If something is worth photographing, it’s probably worth photographing from multiple angles. It’s easy to start high, at eye-level, because that’s how you see the world. Most photographers arrive on location and immediately extend their tripod legs to bring the camera to eye-level. This is the most comfortable place to shoot and you should definitely make a picture at eye-level. But you should also get down and see how low you can go.

This gnarly log was interesting and showed potential, so I shot it first at eye-level.
This gnarly log was interesting and showed potential, so I shot it first at eye-level.

Get Down Low

Lowering your tripod will give you a whole new photograph. If you told me I had to shoot with one lens for the rest of my life, I’d be okay with that because I can always change my perspective and get a new picture. However, if you said I could have any lens I want but must shoot at eye-level forever, I think I’d go crazy. Moving your camera to different height is the simplest way to change perspective, and it’s always worth doing with every subject.

How Low Can You Go?

The shot above was made with my tripod just about as low as it will go, but if I can go lower, I can make another distinct picture with minimal effort. Floating next to me I found a split log that I stabilized underwater with a few stones. My Platypod Max is ideal for getting even lower than my tripod can go. In this case, I put the Platypod on the log which positions the lens barely above the water. Sure, I can hand-hold my camera that low and make a picture, but with a steady platform like this I can even shoot long exposures and brackets for HDR.

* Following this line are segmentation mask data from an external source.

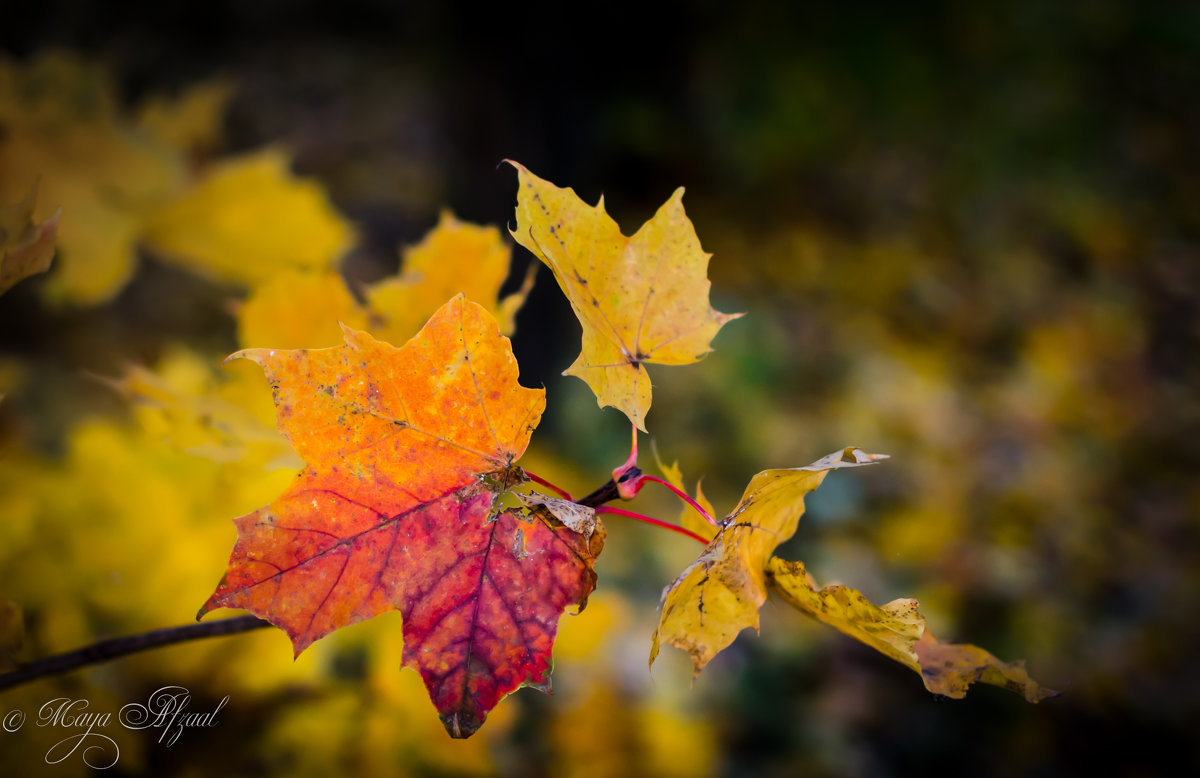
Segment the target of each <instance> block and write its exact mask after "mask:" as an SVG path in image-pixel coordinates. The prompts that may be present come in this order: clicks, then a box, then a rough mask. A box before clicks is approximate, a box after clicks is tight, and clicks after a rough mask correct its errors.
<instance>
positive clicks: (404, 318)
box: [366, 211, 535, 346]
mask: <svg viewBox="0 0 1200 778" xmlns="http://www.w3.org/2000/svg"><path fill="white" fill-rule="evenodd" d="M511 256H512V249H511V246H509V245H506V244H505V243H504V240H503V239H502V238H500V231H499V229H498V228H496V227H493V226H486V227H484V226H478V225H469V223H467V222H461V221H458V220H457V219H455V217H454V215H452V214H450V211H442V217H440V220H439V221H438V225H437V227H434V228H433V229H432V231H431V232H430V233H428V234H427V235H426V237H425V239H424V240H421V243H419V244H416V245H415V246H412V247H409V249H406V250H404V252H403V265H402V268H401V274H400V275H398V276H394V277H390V279H384V280H382V281H377V282H376V283H372V285H370V286H368V287H367V288H366V298H367V304H368V305H370V306H371V311H372V319H373V323H372V327H371V328H370V329H371V333H372V334H373V335H374V336H376V337H378V339H380V340H385V341H388V342H389V343H392V345H395V346H400V345H402V343H404V341H407V340H408V339H409V337H412V336H413V335H415V334H416V330H419V329H420V328H421V325H424V324H425V321H426V319H427V318H430V316H431V315H432V313H433V311H436V310H437V309H438V306H440V305H442V303H445V301H446V300H449V299H450V298H452V297H454V295H456V294H460V293H462V294H466V295H467V299H468V300H472V301H473V303H479V304H480V305H482V306H484V307H485V309H487V311H488V312H490V313H492V315H493V316H494V317H496V319H497V321H498V322H499V323H500V333H503V334H505V335H511V334H512V330H514V329H515V328H516V324H515V317H516V312H517V311H518V310H520V309H521V306H522V305H523V304H524V300H526V297H527V295H528V294H529V289H530V287H532V286H533V271H532V270H533V269H530V273H529V275H528V276H527V277H526V281H524V283H523V285H522V287H521V289H518V291H517V292H515V293H512V294H510V295H508V297H505V298H504V299H503V300H502V299H500V298H499V293H500V285H502V283H504V280H505V279H506V277H508V275H509V262H510V258H511ZM534 269H535V268H534Z"/></svg>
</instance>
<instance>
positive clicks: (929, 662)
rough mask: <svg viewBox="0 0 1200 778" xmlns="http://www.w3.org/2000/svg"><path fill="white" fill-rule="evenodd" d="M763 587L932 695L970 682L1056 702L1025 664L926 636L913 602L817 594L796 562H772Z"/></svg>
mask: <svg viewBox="0 0 1200 778" xmlns="http://www.w3.org/2000/svg"><path fill="white" fill-rule="evenodd" d="M767 581H768V583H769V585H770V588H772V591H774V592H775V593H776V594H779V596H780V597H781V598H782V599H784V602H786V603H787V604H790V605H792V606H793V608H796V609H797V610H799V611H800V612H803V614H806V615H809V616H811V617H812V618H816V620H817V621H820V622H823V623H826V624H829V626H830V627H834V628H835V629H839V630H840V632H842V633H845V634H847V635H850V636H851V638H853V639H854V640H859V641H862V642H864V644H866V645H868V646H870V647H871V648H875V650H876V651H878V652H881V653H883V654H884V656H887V657H890V658H892V659H895V660H896V662H899V663H900V664H902V665H905V666H907V668H908V669H911V670H913V671H916V672H918V674H920V677H922V680H923V681H924V682H925V688H926V689H929V690H930V692H932V693H934V694H941V695H944V696H949V698H954V699H961V698H964V696H966V693H967V687H970V686H971V684H972V683H974V682H977V681H978V682H983V683H990V684H992V686H998V687H1002V688H1004V689H1008V690H1009V692H1015V693H1016V694H1020V695H1021V696H1024V698H1025V699H1026V700H1028V701H1030V702H1040V701H1042V700H1044V699H1046V698H1051V696H1055V695H1056V694H1057V692H1055V690H1052V689H1048V688H1045V687H1043V686H1042V684H1039V683H1038V682H1037V681H1034V680H1033V678H1031V677H1030V675H1028V672H1026V670H1025V663H1024V662H1020V660H1018V662H1008V663H1006V662H1001V660H1000V659H996V657H994V656H992V654H990V653H988V652H986V651H984V650H983V648H979V647H978V646H971V645H965V644H943V642H940V641H938V640H937V639H936V638H934V635H932V634H931V633H929V632H926V630H925V617H924V616H922V615H920V611H919V610H918V603H917V600H914V599H896V600H892V602H890V603H888V604H886V605H874V604H871V602H870V600H868V599H866V598H865V597H863V594H862V593H860V592H858V591H856V590H852V588H850V587H847V586H826V587H823V588H821V590H817V587H816V583H815V582H814V581H812V577H811V576H810V575H809V574H808V571H806V570H805V569H804V564H803V563H800V562H786V561H784V559H780V558H779V557H772V558H770V562H769V563H768V565H767Z"/></svg>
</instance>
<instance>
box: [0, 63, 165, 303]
mask: <svg viewBox="0 0 1200 778" xmlns="http://www.w3.org/2000/svg"><path fill="white" fill-rule="evenodd" d="M0 125H4V133H2V136H0V199H10V201H14V199H17V198H18V197H20V196H23V195H24V193H25V192H26V191H28V187H29V181H31V180H35V179H37V178H38V176H41V196H42V203H43V204H42V205H40V207H38V208H37V209H36V210H35V213H34V219H35V220H36V221H44V220H47V219H48V217H49V216H50V215H52V213H53V208H52V207H50V204H53V205H54V207H61V208H62V211H64V213H65V214H68V219H67V220H65V221H64V222H62V225H61V226H60V227H59V231H58V245H59V257H58V258H56V259H55V264H56V269H55V273H54V275H53V276H50V277H49V279H47V282H46V285H44V287H43V291H44V292H46V294H47V297H48V298H49V299H52V300H54V301H59V303H62V301H70V303H83V304H96V303H103V301H106V300H108V299H109V298H110V297H113V295H114V294H115V293H116V292H118V291H119V289H120V288H121V287H122V286H124V285H125V282H126V281H127V280H128V279H130V276H131V275H132V274H133V269H134V263H136V259H137V252H136V244H137V240H138V237H139V234H140V231H142V227H143V225H144V223H145V219H146V216H148V214H149V213H150V211H151V210H152V209H154V208H156V207H158V205H160V204H161V203H162V202H163V201H164V199H166V198H168V197H170V196H173V195H174V193H175V192H178V191H179V188H180V187H181V186H182V184H184V179H185V175H184V173H185V170H184V164H182V160H181V155H180V154H179V151H178V150H175V149H172V148H170V146H168V145H166V144H163V143H160V142H158V140H157V139H156V138H152V137H150V136H148V134H146V133H144V132H140V131H139V130H138V128H137V127H134V126H133V125H132V122H130V121H128V120H127V119H126V116H124V115H122V114H121V113H120V110H119V109H118V101H116V98H115V96H114V94H113V88H112V84H110V79H109V77H108V74H107V72H104V71H103V70H102V68H100V67H97V66H96V65H94V64H89V62H85V61H83V60H80V59H78V58H77V56H76V55H72V54H67V53H64V52H48V53H43V54H41V55H40V56H37V58H36V59H34V60H31V61H30V62H28V64H25V65H17V64H13V62H10V61H6V60H4V59H2V58H0Z"/></svg>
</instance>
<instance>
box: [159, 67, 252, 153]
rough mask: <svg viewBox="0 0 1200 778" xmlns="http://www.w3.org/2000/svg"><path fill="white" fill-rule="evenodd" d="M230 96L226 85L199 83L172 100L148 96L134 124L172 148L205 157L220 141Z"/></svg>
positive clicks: (180, 150)
mask: <svg viewBox="0 0 1200 778" xmlns="http://www.w3.org/2000/svg"><path fill="white" fill-rule="evenodd" d="M230 97H233V84H232V83H230V82H228V80H220V79H218V80H210V82H203V83H199V84H194V85H192V86H188V88H187V89H186V90H184V91H182V92H181V94H180V95H178V96H175V97H164V96H154V97H150V98H149V100H146V101H145V102H143V103H142V106H140V107H139V108H138V116H137V122H138V126H139V127H140V128H142V130H143V131H144V132H146V133H148V134H150V136H152V137H155V138H157V139H158V140H160V142H162V143H164V144H167V145H169V146H172V148H174V149H178V150H180V151H182V152H185V154H206V152H210V151H211V150H212V149H214V148H216V145H217V144H218V142H220V140H221V136H222V127H221V125H222V120H223V119H224V112H226V108H227V107H228V104H229V98H230Z"/></svg>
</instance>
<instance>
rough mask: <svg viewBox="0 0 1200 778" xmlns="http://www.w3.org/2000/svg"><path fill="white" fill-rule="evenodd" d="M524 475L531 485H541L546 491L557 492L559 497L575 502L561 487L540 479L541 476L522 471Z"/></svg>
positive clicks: (544, 478) (535, 473)
mask: <svg viewBox="0 0 1200 778" xmlns="http://www.w3.org/2000/svg"><path fill="white" fill-rule="evenodd" d="M522 469H523V468H522ZM524 474H526V475H528V477H529V480H532V481H533V483H535V484H541V485H542V486H545V487H546V489H550V490H553V491H556V492H558V493H559V496H560V497H563V499H570V501H571V502H575V498H574V497H571V492H569V491H566V490H565V489H563V487H562V486H557V485H554V484H552V483H550V481H548V480H546V479H545V478H542V477H541V475H539V474H536V473H530V472H529V471H524Z"/></svg>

As you change perspective, you may also change lenses. In the last few shots, I kept the camera low and swapped to a wider lens, and with a wide lens you’ll get more impact by getting closer to the subject, which is another way to change perspective. When you move your camera you’ll see things completely differently.

One More Thing

I like using my tripod for tall shots and my Platypod for low shots. However, I don’t like carrying two heads to use with two platforms, and I despise the idea of unscrewing the head from the tripod and screwing it on the Platypod, and vice versa. Fortunately, the all-knowing creators of the Platypod Max had this problem in mind and included not only a titanium stud for mounting a head, but also threaded holes for mounting directly to the tripod. I just put my head on the Platypod and put the Platypod on the tripod. Less weight and quick switching. Plus, the titanium studs and aluminum plate won’t rust, so I’m not concerned when I get low on the water. I love this tool.

Conclusion

Find a good shot and shoot it several times from various heights. You made the effort to get to the good location, so you might as well make sure you see all it has to offer. Shoot high, get down, and get lower.